I could contribute partially in some needed effort to not depend on MemoryModel (i.e. available physical RAM) in Linux just for parsing PSets.

Also, saw that this persistent KV storage for C# looks really promising...

  • https://microsoft.github.io/FASTER/

... but don't know if fits for an ESENT replacement in Xbim 🙂

If you @martin1cerny can provide some additional feedback about the state of this issue-thread, and if you would be available to guide some collaboration here, I would remain available for that 🤗

tmarti avatar Apr 06 '22 10:04 tmarti

I doubt this project is abandoned now. At least is not actively maintaining.
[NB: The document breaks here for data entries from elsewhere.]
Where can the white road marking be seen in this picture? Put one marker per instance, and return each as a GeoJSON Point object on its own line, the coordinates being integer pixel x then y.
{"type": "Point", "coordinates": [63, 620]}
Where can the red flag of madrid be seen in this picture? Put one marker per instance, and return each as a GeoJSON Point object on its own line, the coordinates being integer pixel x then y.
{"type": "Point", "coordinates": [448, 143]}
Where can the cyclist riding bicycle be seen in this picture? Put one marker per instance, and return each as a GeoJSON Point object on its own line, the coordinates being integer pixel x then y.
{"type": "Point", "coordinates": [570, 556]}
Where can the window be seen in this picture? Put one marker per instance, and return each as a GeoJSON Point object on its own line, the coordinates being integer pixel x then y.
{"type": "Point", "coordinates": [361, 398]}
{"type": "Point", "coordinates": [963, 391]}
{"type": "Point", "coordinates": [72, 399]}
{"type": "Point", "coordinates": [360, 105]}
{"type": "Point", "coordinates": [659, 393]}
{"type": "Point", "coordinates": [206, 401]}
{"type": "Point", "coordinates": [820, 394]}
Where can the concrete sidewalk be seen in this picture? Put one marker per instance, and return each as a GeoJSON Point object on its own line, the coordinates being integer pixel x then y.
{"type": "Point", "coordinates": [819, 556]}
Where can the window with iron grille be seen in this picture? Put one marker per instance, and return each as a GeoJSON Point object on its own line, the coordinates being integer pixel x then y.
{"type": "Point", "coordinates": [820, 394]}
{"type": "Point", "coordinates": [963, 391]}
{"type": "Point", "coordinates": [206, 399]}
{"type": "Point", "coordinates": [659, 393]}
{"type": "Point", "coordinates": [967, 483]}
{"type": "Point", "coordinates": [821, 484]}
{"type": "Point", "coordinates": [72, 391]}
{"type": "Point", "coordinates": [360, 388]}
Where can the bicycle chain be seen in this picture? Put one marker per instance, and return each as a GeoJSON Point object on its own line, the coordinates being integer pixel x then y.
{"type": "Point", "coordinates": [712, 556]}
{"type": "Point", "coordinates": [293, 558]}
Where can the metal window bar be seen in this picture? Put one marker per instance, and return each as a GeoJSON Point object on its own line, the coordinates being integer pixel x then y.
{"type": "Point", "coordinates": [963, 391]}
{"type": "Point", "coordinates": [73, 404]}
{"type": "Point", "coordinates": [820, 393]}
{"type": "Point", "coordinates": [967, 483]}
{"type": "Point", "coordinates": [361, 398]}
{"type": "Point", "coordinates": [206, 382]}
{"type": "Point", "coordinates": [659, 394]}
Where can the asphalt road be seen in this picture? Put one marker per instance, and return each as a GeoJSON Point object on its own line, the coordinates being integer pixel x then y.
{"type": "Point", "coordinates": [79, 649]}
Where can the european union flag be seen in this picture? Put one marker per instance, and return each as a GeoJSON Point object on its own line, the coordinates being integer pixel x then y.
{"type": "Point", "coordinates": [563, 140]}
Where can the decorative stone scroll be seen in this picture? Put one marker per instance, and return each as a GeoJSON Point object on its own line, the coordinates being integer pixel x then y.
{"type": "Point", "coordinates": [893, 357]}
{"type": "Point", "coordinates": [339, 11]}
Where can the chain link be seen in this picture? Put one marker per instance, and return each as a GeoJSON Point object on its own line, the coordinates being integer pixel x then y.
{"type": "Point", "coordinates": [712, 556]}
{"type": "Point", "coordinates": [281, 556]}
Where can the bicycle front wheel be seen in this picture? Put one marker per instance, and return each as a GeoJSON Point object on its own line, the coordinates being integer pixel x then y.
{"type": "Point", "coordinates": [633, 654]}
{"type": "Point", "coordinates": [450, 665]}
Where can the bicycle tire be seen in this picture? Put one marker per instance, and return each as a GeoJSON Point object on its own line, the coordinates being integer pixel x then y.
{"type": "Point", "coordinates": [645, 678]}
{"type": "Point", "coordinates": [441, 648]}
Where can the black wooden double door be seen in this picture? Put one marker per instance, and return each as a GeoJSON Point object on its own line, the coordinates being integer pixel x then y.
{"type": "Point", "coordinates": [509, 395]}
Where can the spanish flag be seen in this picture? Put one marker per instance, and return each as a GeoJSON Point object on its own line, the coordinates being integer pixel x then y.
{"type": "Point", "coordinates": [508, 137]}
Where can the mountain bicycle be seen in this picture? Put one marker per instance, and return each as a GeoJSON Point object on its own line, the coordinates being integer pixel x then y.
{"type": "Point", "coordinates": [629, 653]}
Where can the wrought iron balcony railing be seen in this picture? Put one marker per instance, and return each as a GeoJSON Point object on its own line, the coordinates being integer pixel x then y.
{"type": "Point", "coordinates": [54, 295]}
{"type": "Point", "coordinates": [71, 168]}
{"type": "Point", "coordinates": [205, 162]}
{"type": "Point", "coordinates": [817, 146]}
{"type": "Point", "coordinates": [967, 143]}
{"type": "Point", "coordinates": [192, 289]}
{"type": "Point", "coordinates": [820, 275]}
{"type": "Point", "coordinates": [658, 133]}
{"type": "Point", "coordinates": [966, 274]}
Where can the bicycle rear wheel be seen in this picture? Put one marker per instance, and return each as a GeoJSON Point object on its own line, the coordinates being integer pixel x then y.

And this esent thing finally drives me away from this project. Because I need cross platform.

steve3d avatar Apr 07 '22 16:04 steve3d

Oh but please @steve3d let's 1st ask and then get conclusions 🤗

@CBenghi @martin1cerny @SteveLockley do you think it's realistic to expect the possibily (if external contributions are also an option here) to land a non-ESENT and non-Memory based IModel implementation into this project?

tmarti avatar Apr 08 '22 12:04 tmarti

I'd better start by saying this project is definitely not abandoned! Lots of organisations have built their services on it, including ourselves (where three of the main project contributors work).

Currently the implementation is fairly stable (at least until IFC4.3 drops) so you won't see much activity aside from fixes. The last year or so we've been exceptionally busy on commercial projects, but we are planning to spend some more time on the toolkit open source on both major projects like IFC4.3, and engineering work like full cross-platform support - but also bug fixes.

In terms of external contributions, we'd welcome PRs from contributors, both for features and bug fixes. A key reason we made xbim open source in the first place was to try not to be dependent on just the goodwill of a few developers.

On this specific Esent replacement issue, at xbim Ltd we do have a couple unpublished libraries that might help here. We have two private IModel implementations that support netstandard/netcore and work cross platform.

  1. We have an implementation backed by Sqlite. This employs a graph data model to fit Express entities into a relational schema. This obviously makes use of indexing etc. This is quite a new library so I'm not sure if it's quite ready for showtime.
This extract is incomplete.